As usual, to train VAE, we minimize a loss function. The loss function is therefore composed of a reconstruction term as well as a regularization term.

  • The reconstruction term is on the final layer (left side of the figure). This corresponds to $\red{C}(\vy, \vytilde)$ in the figure.
  • The regularization term is on the latent layer, to enforce some specific Gaussian structure on the latent space (right side of the figure). We do so by using a penalty term $\red{D}_{KL}(\orange{\mathcal{N}}(\vmu, \vv) \mathrel{\Vert} \orange{\mathcal{N}}(\boldsymbol{0}, \boldsymbol{1}))$. Without this term, VAE will act like a basic autoencoder, which may lead to overfitting, and we won’t have the generative properties that we desire.

Discussion on sampling $\vz$ (reparameterisation trick)

How do we add this noise as mentioned above? We here introduce reparameterisation trick. From above we know that, we sample from the Gaussian distribution, in order to obtain latent variable $\vz$. However, this is problematic, because when we do gradient descent to train the VAE model, we don’t know how to do backpropagation through the sampling module.

We can simply say that the new latent $\vz$ is going to be $\vmu$ which is the guess for the mean plus a epsilon that was sampled from a Gaussian whose amplitude is changed by the square root of the standard deviation $\vv$. So in this way, we can get gradients back flowing in these encoder.

Visualizing Latent Variable Estimates and Reconstruction Loss

Fig. 8: Visualizing vector $z$ as bubbles in the latent space

In Fig. 8 above, each bubble represents an estimated region of $\vz$, and the arrows represent how the reconstruction term pushes each estimated value away from the others, which is explained more below.

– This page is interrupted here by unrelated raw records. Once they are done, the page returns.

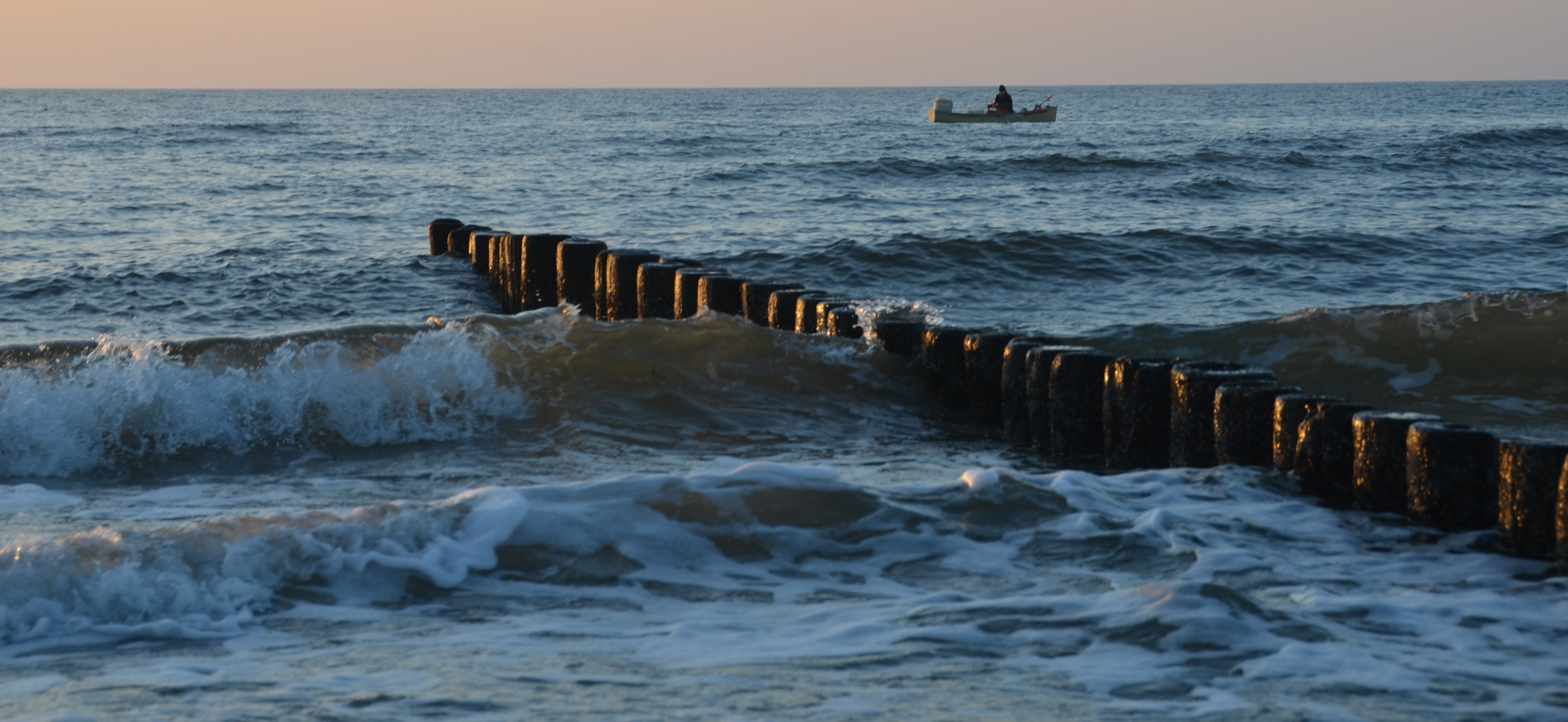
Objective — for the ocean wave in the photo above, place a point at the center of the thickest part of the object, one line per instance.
(1457, 358)
(1217, 580)
(1543, 135)
(209, 578)
(123, 404)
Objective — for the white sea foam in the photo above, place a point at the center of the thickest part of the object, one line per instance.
(1176, 594)
(130, 400)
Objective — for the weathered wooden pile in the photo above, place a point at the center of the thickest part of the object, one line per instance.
(1079, 406)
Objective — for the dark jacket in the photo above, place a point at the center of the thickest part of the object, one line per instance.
(1004, 102)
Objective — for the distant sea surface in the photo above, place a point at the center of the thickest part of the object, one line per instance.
(264, 458)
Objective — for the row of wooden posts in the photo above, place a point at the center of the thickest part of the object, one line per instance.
(1081, 406)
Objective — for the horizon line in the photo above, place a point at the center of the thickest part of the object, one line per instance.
(770, 88)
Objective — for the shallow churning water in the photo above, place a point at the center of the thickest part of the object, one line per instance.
(262, 458)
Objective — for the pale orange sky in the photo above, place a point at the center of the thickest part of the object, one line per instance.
(770, 43)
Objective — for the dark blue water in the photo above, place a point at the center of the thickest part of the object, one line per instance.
(225, 351)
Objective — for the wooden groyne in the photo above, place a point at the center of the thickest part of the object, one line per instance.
(1079, 406)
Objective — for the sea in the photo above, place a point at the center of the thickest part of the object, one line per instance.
(264, 458)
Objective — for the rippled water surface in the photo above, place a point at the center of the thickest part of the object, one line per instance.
(264, 458)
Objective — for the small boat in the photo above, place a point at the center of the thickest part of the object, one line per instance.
(943, 112)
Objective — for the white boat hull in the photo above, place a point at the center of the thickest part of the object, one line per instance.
(1044, 115)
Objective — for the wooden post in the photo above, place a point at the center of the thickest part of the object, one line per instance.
(755, 299)
(1452, 472)
(620, 275)
(1289, 412)
(439, 229)
(574, 263)
(540, 270)
(656, 290)
(720, 293)
(1140, 392)
(1078, 404)
(984, 375)
(1528, 497)
(1325, 451)
(1380, 467)
(943, 364)
(1037, 386)
(1244, 422)
(1192, 408)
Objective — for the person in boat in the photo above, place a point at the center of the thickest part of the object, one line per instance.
(1004, 102)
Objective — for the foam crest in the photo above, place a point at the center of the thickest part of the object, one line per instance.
(129, 401)
(211, 578)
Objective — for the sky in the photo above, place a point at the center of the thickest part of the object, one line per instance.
(772, 43)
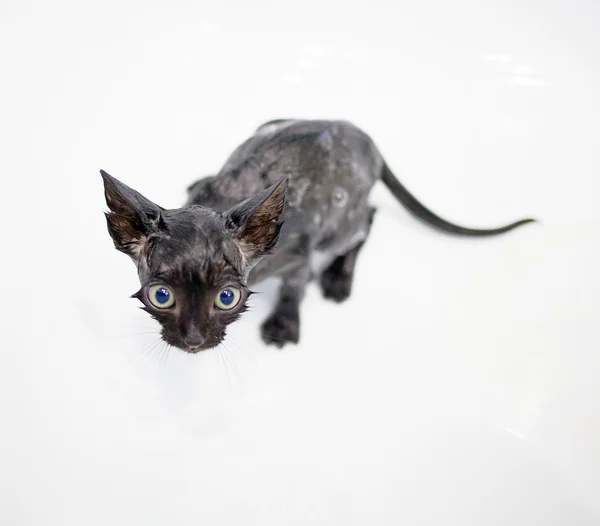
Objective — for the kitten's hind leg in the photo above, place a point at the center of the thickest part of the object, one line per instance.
(336, 279)
(283, 325)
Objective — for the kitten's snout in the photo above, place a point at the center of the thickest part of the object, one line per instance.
(194, 340)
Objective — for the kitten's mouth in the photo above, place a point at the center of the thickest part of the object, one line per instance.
(202, 348)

As stated above, the Free Energy for the VAE contains two terms: a reconstruction term and a regularization term. We can write this as

\[\red{\tilde{F}}(\vy) = \red{C}(\vy, \vytilde) + \beta \red{D}_{\text{KL}}(\orange{\mathcal{N}}(\vmu, \vv) \mathrel{\Vert} \orange{\mathcal{N}}(\boldsymbol{0}, \boldsymbol{1}))\]

To visualize the purpose of each term in the free energy, we can think of each estimated $\vz$ value as a circle in $2d$ space, where the centre of the circle is $\vmu$ and the surrounding area are the possible values of $\vz$ determined by $\vv$.

If there is an overlap between any two estimates of $\vz$, (visually, if two bubbles overlap) this creates ambiguity for reconstruction because the points in the overlap can be mapped to both original inputs. The first term $\red{C}(\vy, \vytilde)$ forces to reconstructing these bubbles to the correct locations.

  • The reconstruction loss $\red{C}(\vy, \vytilde)$ will push the points away from one another such there is no overlap.
  • Another option for $\red{C}(\vy, \vytilde)$ to avoid overlap is to make the variance zero and then there are just points other than bubbles so there’s no more overlap.

However, if we use just the reconstruction loss, the estimates will continue to be pushed away from each other and the system could blow up. This is where the penalty term comes in.

The penalty term

The second term is the relative entropy (a measure of the distance between two distributions) between a Gaussian, with mean $\vmu$ and variance $\vv$, and the standard normal distribution. If we expand this second term in the VAE loss function we get:

\[\red{D}_{\text{KL}}(\orange{\mathcal{N}}(\vmu, \vv) \mathrel{\Vert} \orange{\mathcal{N}}(\boldsymbol{0}, \boldsymbol{1})) = \frac{1}{2} \sum\limits_{i=1}^d \green{v_i} - \log{(\green{v_i})} - 1 + \green{\mu_i}^2\]

where the expression in the summation has four terms. Let’s use $\red{V}$ for the first three terms.

\[\red{V} = \green{v_i} - \log{(\green{v_i})} - 1\]

From the left bottom plot in Fig. 8 above, we can see that this expression is minimized when $\green{v_i}$ is 1. Therefore our penalty loss will keep the variance of our estimated latent variables at around 1. Visually, this means our “bubbles” from above will have a radius of around 1.

The last term, $\green{\mu_i}^2$, minimizes the distance between the bubbles and therefore prevents the “exploding” encouraged by the reconstruction term.

Note: The $\beta$ in the VAE loss function is a hyperparameter that dictates how to weight the reconstruction and penalty terms.